Having been directed by an acclaimed actor, it’s no wonder that the performances delivered are up to par with some of each individual’s best work.
Gyllenhaal balances the role of a devoted, yet proud father who must find a job to support his family, while also trying to discover meaning in his repetitive life. His internal struggle is evident, as you witness him constantly have an inner battle between doing what’s best for those around him, and serving his own hopes and dreams. It’s a memorable performance from the actor, if only to see him play one of the most regular and downtrodden characters yet to surface in his career.
Mulligan on the other hand, has the showier performance on screen. Known for playing quiet, demure, good-hearted people in the past, her character this time around is refreshingly amoral. A woman who is clearly sick of playing the housewife, her frustrations begin with small memories of nostalgia, and lead to behaviours which would have been considered scandalous in its chosen era.
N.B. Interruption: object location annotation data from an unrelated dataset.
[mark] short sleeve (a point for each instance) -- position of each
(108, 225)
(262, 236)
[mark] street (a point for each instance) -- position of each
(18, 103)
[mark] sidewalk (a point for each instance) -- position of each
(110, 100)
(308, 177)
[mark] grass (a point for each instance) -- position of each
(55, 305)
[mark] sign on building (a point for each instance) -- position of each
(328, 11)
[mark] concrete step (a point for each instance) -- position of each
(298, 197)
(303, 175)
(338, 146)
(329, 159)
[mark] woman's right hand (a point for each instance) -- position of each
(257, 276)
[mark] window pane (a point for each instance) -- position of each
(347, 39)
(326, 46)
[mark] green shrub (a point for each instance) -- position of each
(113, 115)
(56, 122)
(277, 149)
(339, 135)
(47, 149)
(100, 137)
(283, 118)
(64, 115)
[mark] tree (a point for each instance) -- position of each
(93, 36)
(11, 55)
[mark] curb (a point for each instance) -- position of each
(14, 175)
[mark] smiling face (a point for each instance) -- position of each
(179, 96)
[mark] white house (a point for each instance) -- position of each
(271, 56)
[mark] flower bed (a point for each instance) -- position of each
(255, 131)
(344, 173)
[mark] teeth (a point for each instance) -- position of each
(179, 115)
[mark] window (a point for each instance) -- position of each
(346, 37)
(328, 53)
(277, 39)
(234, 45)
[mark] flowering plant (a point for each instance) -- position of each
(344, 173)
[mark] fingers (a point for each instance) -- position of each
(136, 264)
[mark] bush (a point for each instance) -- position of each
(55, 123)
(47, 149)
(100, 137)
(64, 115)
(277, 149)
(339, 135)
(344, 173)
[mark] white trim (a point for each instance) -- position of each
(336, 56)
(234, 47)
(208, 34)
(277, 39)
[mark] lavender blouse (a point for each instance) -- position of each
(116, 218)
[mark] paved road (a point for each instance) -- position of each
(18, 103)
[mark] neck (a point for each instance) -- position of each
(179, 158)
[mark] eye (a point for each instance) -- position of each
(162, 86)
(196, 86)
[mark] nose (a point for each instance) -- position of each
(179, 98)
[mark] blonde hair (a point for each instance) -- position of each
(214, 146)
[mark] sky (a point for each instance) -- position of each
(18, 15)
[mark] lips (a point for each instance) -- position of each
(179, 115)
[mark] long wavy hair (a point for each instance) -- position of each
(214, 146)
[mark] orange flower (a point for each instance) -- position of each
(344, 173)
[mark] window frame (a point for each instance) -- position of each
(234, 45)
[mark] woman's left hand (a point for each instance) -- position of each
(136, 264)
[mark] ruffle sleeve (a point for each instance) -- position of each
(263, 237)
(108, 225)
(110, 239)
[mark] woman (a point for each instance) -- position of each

Shifting from the nurturing mother to the independent woman, you follow her make the choice between upholding her family and striking her own path, a journey that often has her make controversial decisions that are intriguing to watch play out.
Finally as the protagonist, relative newcomer Ed Oxenbould creates a concrete base on which the audience can play witness to the events occurring onscreen. Often simply watching what is happening from the sidelines, a lot of his acting is in the small gestures and emotions that play out on his face throughout the film. Clearly a reserved young man, the film hinges on witnessing his inner turmoil only through his restrained actions, as his life slowly begins to come apart at the seams. A difficult role that would have required a tricky balance between serious and dull, Oxenbould manages to pull it off in a respectful and, in fact, impressive manner.
In long, while small in its scale, this is a film that, as it’s played out, is clearly done so by a deliberate and artistic hand. Bathed in a constant, almost sepia tone to match with the era in which it’s set, the happenings within fit not just the mood but also the atmosphere, coming together almost flawlessly in its cohesiveness. Seemingly mundane in the way it’s told, it only enhances the personal drama, letting the audience in on the fact that sometimes the worst thing that can happen to a person is too small for the rest of the world to notice. It’s a film that proliferates its message and then emphasizes it, going against a common phrase and twisting it, stating that sometimes the biggest tragedies happen not with a bang, but with a fizzle.
If the audience goes in based off the names at the top of the board, expecting something exciting, they might walk out disappointed by how minimalistic the film is. This is a quiet tale, told from the perspective of a young man, and in the realistic manner in which he witnesses his own heartbreak. With that there isn’t a need for giant moments or exciting outbursts, and therefore focuses more on the idea of character than on making the experience an event in and of itself.
Wildlife is art for the cinema. Quiet in its nature and tragic in its melancholy, it’s recommended for those who want to witness the directorial debut by an actor who is working the notion that the most important aspect of film is the characters and their inner most nature.